Establishing normative profiles in performance analysis.
Authors: Hughes, Mike; Evans, Steve; Wells, Julia
Source: International Journal of Performance Analysis in Sport, Volume 1, Number 1, 1 July 2001 , pp. 1-26(26)
Publisher: University of Wales Institute, Cardiff
Abstract:It is an implicit assumption in notational analysis that in presenting a performance profile of a team or an individual that a 'normative profile' has been achieved. Inherently this implies that all the variables that are to be analysed and compared have all stabilised. Most researchers assume that this will have happened if they analyse enough performances. But how many is enough? In the literature there are large differences in sample sizes. Just trawling through some of the analyses in soccer shows the differences (Table 1).

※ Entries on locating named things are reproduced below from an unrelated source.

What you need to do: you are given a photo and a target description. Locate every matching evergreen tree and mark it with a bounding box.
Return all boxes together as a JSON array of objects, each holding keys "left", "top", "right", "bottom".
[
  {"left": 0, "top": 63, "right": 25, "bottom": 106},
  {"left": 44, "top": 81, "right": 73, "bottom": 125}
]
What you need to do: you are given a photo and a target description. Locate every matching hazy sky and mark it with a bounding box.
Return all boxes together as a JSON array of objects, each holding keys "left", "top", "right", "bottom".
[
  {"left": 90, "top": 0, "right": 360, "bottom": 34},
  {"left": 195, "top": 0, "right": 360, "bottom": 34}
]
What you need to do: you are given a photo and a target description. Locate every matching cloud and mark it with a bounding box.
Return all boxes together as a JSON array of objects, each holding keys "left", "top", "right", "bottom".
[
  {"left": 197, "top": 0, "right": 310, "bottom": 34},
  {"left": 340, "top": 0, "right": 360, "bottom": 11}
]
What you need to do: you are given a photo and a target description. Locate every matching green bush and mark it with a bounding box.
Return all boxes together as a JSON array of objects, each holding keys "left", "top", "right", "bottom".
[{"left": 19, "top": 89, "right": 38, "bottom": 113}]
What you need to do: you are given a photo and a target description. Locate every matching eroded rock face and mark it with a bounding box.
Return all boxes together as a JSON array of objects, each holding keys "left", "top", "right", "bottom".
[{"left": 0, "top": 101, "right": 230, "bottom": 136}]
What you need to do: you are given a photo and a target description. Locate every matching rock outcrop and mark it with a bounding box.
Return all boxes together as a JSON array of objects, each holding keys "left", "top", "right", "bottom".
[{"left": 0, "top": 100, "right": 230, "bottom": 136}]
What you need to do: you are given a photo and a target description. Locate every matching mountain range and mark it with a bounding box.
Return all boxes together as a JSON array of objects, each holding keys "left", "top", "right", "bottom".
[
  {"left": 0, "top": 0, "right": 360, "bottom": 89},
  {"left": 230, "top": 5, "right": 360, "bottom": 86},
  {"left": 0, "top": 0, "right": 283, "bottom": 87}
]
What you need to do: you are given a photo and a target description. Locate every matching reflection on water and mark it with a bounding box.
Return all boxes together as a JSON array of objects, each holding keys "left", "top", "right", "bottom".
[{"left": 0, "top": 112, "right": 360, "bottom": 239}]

There must be some way of assessing how data within a study is stabilising. The nature of the data itself will also effect how many performances are required - 5 matches may be enough to analyse passing in field hockey, would you need 10 to analyse crossing or perhaps 30 for shooting? The way in which the data is analysed also will effect the stabilisation of performance means - data that is analysed across a multi-cell representation of the playing area will require far more performances to stabilise than data that is analysed on overall performance descriptors ( e.g. shots per match). It is misleading to test the latter and then go on to analyse the data in further detail. This study aimed to explore strategies in solving these problems in two sports, squash and badminton, in depth and then present further examples from a multiplicity of types of sports. A computerised notation system (Brown and Hughes, 1995) was used to record and analyse play, post event, for elite (N=20), county (N=20) and recreational (N=20) players. T-tests were used to examine the inter- and intra-reliability of the data collection processes. In addition, to establish that a normative profile had been reached, the profiles of 8 matches were compared with those of 9 and 10 matches, using dependent t-tests, for each of the categories of players. This method clearly demonstrated that those studies assuming that 5, 6 or 8 matches or performances were enough for a normative profile, without resorting to this sort of test, are clearly subject to possible flaws. The number of matches required for a normal profile of a subject population to be reached is dependent upon the narure of the data and, in particular, the nature of the performers.
A notation system, designed to record rally-end variables in Badminton, was shown to be both valid and reliable. Inter and intra reliability ranged from 98.6% (Rally length) to 91.3% (Position). Percentage differences between data from side, and end observations of the same match were not greater than for the intra-reliability data thus different court viewing angles had little effect on notation. Previous literature declared profiles of performance without adequately tackling the problem of quantifying of the data required in creating a normative template. The badminton notation system was used to examine the cumulative means of selected variables over a series of 11 matches of a player. A template, at match N (E), was established when these means became stable within set limits of error (LE). T-tests on the variable means in games won, and games lost established the existence of winning and losing templates for winners and errors. Match descriptors (rallies, shots and shots per rally) were independent of match outcome. General values of N(E) established for data types, (10% LE), were 3 matches (descriptive variables), 4 (winners/errors (w/e), 6 (smash + w/e), 7 (position + w/e). Respective values at 5% LE were 7, 5, 8 and 10.There was little difference in the values of N (E) when variable means were analysed by game than by match. For the working performance analyst the results provide an estimate of the minimum number of matches to profile an opponent's rally-end play. Whilst these results may be limited to badminton, men's singles and the individual, the methodology of using graphical plots of cumulative means in attempting to establish templates of performance has been served. Further examples will be presented from different sports.
For the working performance analyst the results provide an estimate of the minimum number of matches to profile an opponent's rally-end play. Whilst the results may be limited to badminton, men's singles and the individual, the methodology of using graphical plots of cumulative means in attempting to establish templates of performance has been served.